65 thoughts on “Question of the Day – 8/29/16

      1. I just feel like most people have kind of figured out what they want in life by that time and they’re ready to start settling down. What age do you think?

      2. I think maturity comes in the 30s. So I am eliminating the 20’s because too much change happens when you are young and you don’t really discover yourself until your 30s.

  1. Different for all.
    But in my opinion mid 20’s as you will have finished your education (hopefully) and taken some of ‘those ‘ holidays and possibly entered the job/profession of choice. If not… thing is there is never a ‘right’ time… this is like asking when the right time to have a baby is!!!!

      1. Oh goodness yes!
        Back in days of old, in my culture, girls were married at even younger ages. Not just promised to a family. Then delivered to their husband once puberty had hit, and womanhood was achieved… Not right at all!
        They need to be consenting adults at least, and able to make decisions consciously. Sometimes that ability comes much later….

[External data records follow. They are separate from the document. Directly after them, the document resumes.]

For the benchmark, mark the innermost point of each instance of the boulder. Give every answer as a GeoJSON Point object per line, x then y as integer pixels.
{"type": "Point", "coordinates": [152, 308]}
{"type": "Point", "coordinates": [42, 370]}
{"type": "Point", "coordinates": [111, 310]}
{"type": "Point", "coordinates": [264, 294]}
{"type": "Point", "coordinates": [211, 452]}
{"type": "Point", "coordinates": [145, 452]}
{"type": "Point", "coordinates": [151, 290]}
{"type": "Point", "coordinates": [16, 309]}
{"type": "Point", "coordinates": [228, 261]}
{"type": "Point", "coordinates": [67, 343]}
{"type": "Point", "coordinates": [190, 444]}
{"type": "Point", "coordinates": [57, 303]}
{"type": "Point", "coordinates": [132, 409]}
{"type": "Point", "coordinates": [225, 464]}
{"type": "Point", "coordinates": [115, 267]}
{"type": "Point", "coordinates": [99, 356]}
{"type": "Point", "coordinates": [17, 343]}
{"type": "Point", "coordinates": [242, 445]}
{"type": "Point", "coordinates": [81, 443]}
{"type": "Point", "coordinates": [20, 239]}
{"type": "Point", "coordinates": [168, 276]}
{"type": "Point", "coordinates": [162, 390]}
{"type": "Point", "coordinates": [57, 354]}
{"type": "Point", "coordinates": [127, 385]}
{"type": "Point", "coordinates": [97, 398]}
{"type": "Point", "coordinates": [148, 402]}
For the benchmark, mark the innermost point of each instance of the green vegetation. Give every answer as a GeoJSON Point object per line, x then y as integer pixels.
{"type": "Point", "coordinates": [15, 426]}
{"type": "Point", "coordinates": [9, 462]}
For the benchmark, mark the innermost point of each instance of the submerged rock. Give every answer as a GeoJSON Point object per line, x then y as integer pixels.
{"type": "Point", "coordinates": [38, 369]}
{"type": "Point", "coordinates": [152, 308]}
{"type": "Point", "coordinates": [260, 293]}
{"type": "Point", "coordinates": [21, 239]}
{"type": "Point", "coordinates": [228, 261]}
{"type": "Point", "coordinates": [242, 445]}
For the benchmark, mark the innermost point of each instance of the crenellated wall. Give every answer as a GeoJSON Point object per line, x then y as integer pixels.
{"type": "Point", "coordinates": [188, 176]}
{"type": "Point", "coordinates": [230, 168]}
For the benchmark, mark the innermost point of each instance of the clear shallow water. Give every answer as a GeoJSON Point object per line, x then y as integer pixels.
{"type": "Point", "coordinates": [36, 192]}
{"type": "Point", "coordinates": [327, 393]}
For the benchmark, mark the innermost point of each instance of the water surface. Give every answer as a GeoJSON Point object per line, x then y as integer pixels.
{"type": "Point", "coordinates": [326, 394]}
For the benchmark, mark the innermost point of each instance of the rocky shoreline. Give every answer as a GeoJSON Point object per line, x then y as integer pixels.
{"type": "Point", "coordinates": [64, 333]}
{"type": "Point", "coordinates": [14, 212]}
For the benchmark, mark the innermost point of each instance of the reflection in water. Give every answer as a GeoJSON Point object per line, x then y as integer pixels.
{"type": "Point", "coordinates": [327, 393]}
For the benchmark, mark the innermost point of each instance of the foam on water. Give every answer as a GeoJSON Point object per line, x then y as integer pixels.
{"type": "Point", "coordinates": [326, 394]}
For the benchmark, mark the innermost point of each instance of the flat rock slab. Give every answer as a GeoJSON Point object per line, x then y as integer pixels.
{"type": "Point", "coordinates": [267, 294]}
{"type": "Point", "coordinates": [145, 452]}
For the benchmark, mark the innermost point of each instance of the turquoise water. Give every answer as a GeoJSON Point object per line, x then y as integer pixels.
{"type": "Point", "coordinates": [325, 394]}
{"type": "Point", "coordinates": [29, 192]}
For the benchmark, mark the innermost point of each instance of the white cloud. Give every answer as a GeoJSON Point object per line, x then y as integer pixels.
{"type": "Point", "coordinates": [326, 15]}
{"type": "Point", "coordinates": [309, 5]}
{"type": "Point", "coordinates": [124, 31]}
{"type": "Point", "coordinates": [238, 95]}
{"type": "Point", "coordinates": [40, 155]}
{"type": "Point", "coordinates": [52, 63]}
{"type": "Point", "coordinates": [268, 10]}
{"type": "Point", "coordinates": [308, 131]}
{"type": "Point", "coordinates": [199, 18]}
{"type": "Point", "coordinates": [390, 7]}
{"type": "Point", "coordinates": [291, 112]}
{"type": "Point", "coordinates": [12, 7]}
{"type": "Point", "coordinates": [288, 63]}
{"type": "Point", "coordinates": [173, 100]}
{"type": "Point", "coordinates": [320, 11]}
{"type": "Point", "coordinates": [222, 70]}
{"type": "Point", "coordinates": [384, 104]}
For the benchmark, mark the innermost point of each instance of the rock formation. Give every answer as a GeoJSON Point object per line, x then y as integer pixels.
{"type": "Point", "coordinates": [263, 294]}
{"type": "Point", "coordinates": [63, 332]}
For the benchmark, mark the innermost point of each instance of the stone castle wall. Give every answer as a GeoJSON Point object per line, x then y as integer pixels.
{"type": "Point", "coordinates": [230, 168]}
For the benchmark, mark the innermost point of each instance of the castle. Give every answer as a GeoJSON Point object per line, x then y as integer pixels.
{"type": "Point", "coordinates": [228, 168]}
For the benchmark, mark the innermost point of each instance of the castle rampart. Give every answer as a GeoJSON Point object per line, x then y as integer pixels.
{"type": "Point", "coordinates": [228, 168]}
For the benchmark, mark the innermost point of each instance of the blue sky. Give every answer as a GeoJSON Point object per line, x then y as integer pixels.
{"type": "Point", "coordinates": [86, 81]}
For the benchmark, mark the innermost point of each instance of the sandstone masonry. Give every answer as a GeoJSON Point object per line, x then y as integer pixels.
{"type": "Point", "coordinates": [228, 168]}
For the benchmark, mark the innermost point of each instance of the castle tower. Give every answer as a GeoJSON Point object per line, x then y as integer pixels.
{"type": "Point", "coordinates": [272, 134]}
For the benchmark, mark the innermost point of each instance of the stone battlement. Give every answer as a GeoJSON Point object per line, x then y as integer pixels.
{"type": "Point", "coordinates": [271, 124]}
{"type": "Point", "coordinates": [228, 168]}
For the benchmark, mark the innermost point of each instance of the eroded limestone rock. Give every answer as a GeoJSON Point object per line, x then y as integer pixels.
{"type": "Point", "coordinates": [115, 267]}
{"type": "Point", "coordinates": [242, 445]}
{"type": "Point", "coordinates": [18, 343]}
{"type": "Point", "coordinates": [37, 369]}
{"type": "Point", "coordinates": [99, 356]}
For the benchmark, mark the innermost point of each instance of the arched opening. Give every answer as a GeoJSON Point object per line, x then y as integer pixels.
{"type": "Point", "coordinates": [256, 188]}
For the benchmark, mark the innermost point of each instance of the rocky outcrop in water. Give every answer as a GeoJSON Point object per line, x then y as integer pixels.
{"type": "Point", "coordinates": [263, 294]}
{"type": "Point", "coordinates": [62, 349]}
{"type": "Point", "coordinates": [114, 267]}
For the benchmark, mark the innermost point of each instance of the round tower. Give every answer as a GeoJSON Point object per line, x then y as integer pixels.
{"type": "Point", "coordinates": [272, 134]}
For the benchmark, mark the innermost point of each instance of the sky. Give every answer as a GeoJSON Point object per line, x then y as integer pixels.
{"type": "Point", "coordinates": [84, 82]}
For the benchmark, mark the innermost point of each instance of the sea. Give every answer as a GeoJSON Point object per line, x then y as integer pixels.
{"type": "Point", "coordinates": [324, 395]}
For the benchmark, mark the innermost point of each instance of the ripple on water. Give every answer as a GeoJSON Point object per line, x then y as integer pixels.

  2. Different countries, different numbers but the universal answer would have to be ‘when you are ready’, whether it is 21, 25 or 37 or even later. It’s one’s call.
    For females, earlier the better and for males…later the better. At least in India 🙂

  3. October the third 2012 at two forty on the white sands of Ouahu with four of our family; him n me. A large and happy Hawaian minister, a circle of Orchids, a huge conch shell for calling out to sea and his wonderful assistant camera in hand, tissues and sun block…. it was the most perfect time

  4. Certainly not 19, the age I married. I didn’t have a chance to live alone in this world and finish growing up. when I got divorced in 1999 after 23 years of marriage I was thrown to the wolves and didn’t know how to take care of myself. I went from my father to my husband and never had to take care of myself. I was alone for a little while, but now I am back under dad’s roof.

      1. LOL. Because men don’t know what they really want before 30. They need to get their rocks off and want to willingly settle down with a woman for the long-term. They usually know if the don’t marry before 35. Women on the other hand need the same thing. A woman goes through changes and by 30 she definitely starts to find herself. Getting married a few years later allows her to be the best version of herself without scaring the heck out of her husband.

  5. I would say after 25 to 30, you know yourself a little better, what you want etc in life, everyone is different, some, never know what they want,but at this age you have a better idea……………………………

  6. My cousin though me wanting to be married at 27 was too late. Now I think that was too early. It’s not about the age in more ways than one but I guess putting Biology into consideration puts a cap to the marriageable age

  7. I don’t think there’s a right age to get married. I got married when I was 22, and my husband ws 25, I still hadn’t finished college, and we were not financially stable by a long shot. Everybody told us we were crazy and we should wait, but we were in love and didn’t listen. People expected us to get divorced within a few years, but now we’re very close to celebrating our 20th wedding anniversary. Who am I to tell anyone they should wait or not? When you’re ready, you know it.

  8. I believe the right age to marry is not when everyone is getting married but whenever one has attained the maturity to understand the complex intricacies of a relationship and be able to do justice to their role as a spouse and that might as well be in the 30’s .

    1. Yes yes yes! I always tell people they need to understand the very definition of commitment or don’t get married. Too many people these days are quick to divorce. Marriage is hard work sometimes.

  9. I don’t think that chronological age is a good determinant. I think it’s an emotional state. My wife and I were 21 when we got married. Our parents felt we were too young. We knew we were ready and now, 31 years later, it seems to have worked out. I know plenty of people, however, who are in their 30’s and 40’s that are not emotionally ready for that commitment. It’s a state of mind, not an age, in my opinion.

      1. I am a bit more pessimistic in believing people shouldn’t get married until they reach their mid 30’s. lol Too much changes physically, emotionally and mentally between late teen years and 20’s to get married. Most young people don’t understand how to determine a life-long mate nor do they understand the definition of marriage commitment. This last part is why the divorce rate in the US in 55%.

  10. I tend to say whenever you truly feel ready to settle down. For me it was between 25-30 when I felt that I’m ready. But then it depends on when and if you meet the right person, right? So that might take longer too. In any case, I believe that you must have “lived” a little bit as a unmarried person. Not that the ring on your finger should change much, but from the moment you put it there you are a couple. It’s about you and your partner and no longer about just you. So do the “just me” stuff before. Does that make sense?

  11. It’s different for everyone. I was 21 the first time around and way too young. There are plenty of people that are ready at that age though. I would not pretend that what wasn’t right for me couldn’t be right for them.